If you want to protect what you’ve built, it’s extremely important and it has to come from every part of the organization. So, the board is serious about it, I’m serious about it, and our staff is serious about it too. We don’t grow our programs any faster than we know that we can support them on an annual basis because the last thing I want to do is be pulling programs away from kids. We have an event called The Coastal Challenge, which is our biggest annual fundraiser and if our development team can’t grow The Coastal Challenge, we can’t grow our youth programs. It’s as simple as that. We commit to our student for 10 years and we need to think long-term in every initiative we role out.

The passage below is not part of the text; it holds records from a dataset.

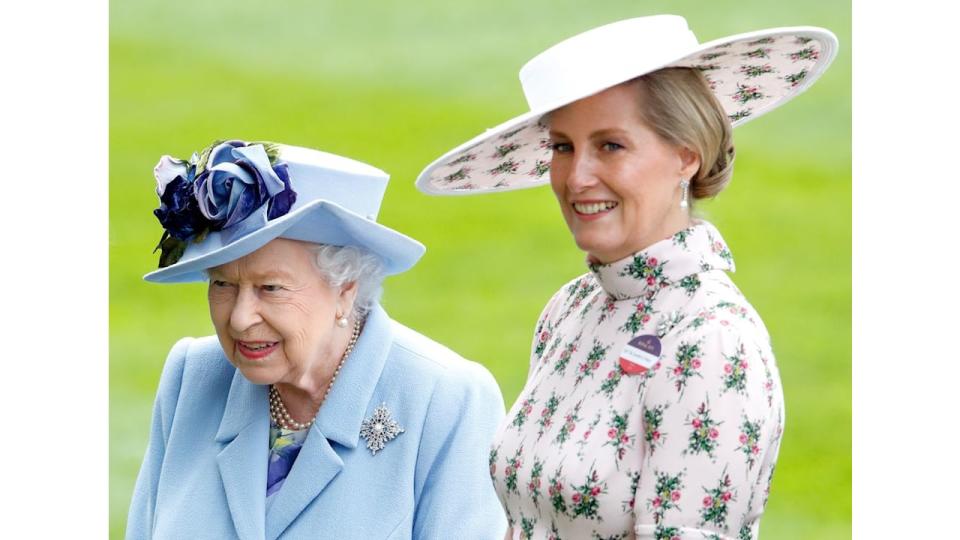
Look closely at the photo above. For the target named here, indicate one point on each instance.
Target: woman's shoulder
(194, 362)
(719, 309)
(417, 357)
(573, 291)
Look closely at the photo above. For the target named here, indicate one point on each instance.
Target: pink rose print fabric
(681, 444)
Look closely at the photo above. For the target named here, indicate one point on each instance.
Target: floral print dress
(653, 406)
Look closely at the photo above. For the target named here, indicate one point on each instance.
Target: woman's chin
(258, 374)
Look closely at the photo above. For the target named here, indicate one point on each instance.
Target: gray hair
(342, 264)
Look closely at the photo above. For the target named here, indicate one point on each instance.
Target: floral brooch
(379, 429)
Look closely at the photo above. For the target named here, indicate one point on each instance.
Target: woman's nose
(246, 311)
(582, 174)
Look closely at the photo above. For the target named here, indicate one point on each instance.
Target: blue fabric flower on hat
(216, 190)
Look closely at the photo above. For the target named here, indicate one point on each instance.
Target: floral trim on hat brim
(751, 74)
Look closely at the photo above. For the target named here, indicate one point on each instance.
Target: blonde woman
(653, 406)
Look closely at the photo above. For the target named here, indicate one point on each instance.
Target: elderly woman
(311, 414)
(653, 406)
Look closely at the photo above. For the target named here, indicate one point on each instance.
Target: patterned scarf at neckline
(285, 446)
(671, 261)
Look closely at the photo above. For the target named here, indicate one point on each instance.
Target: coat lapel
(245, 432)
(337, 425)
(316, 465)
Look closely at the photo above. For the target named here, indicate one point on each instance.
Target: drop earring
(684, 203)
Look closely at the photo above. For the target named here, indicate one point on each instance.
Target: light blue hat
(234, 197)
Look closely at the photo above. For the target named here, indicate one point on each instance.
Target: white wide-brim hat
(337, 202)
(751, 74)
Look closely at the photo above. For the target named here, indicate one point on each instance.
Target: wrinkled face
(275, 316)
(617, 182)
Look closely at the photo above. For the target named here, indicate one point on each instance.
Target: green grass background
(396, 84)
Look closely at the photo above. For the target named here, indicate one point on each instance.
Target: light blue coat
(205, 470)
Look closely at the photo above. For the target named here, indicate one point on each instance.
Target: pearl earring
(684, 184)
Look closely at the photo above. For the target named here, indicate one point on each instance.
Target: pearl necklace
(278, 412)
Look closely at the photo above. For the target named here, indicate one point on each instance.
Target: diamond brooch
(379, 429)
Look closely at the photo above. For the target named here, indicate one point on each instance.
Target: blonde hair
(679, 106)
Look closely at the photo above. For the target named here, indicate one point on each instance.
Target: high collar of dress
(698, 248)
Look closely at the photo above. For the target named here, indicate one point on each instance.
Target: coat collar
(245, 425)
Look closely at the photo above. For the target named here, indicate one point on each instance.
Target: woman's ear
(689, 162)
(348, 295)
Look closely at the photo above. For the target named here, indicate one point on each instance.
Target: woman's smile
(256, 350)
(590, 210)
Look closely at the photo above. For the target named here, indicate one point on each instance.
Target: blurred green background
(396, 84)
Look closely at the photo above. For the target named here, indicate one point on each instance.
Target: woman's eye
(611, 146)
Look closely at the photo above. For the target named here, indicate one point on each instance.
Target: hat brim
(751, 74)
(321, 222)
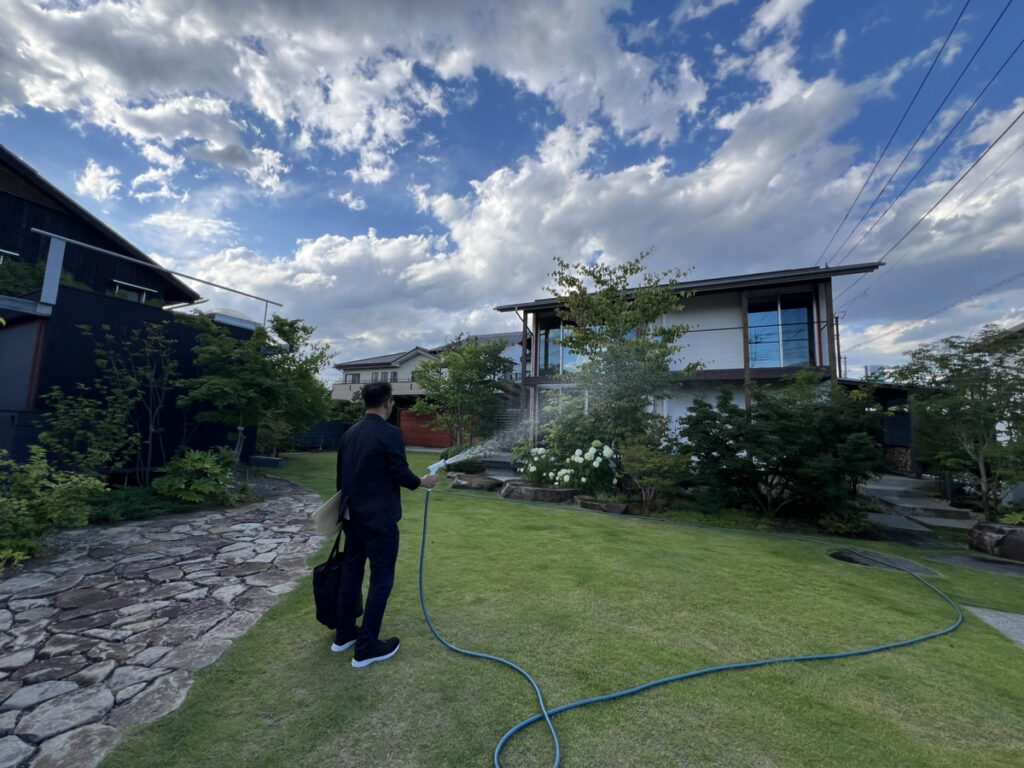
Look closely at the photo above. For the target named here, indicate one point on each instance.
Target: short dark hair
(376, 393)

Everything we do now–policies, software, partnerships with other organizations–is focused on that because we just have to think sustainably.
Focus on the present
We have incredible kids and a newfound diversity in our city that we haven’t messed up yet. We have the ability to do things right, starting with the opportunities we give our kids. I think if I was focused for four months in the big cities, I think I could raise a couple million dollars and put our organization in a really good longterm position, but I’m having too much fun working with the kids. I’ve got six weeks of summer camps starting and we’ve got college squash players coming from all over the country to coach our kids and we have students and coaches coming from Egypt, which is the squash capital of the world to be here. Our kids are on such a roll right now and just love being in the building that I think right now, that’s the most important place for me to be–to keep supporting those efforts. And I think the money will come.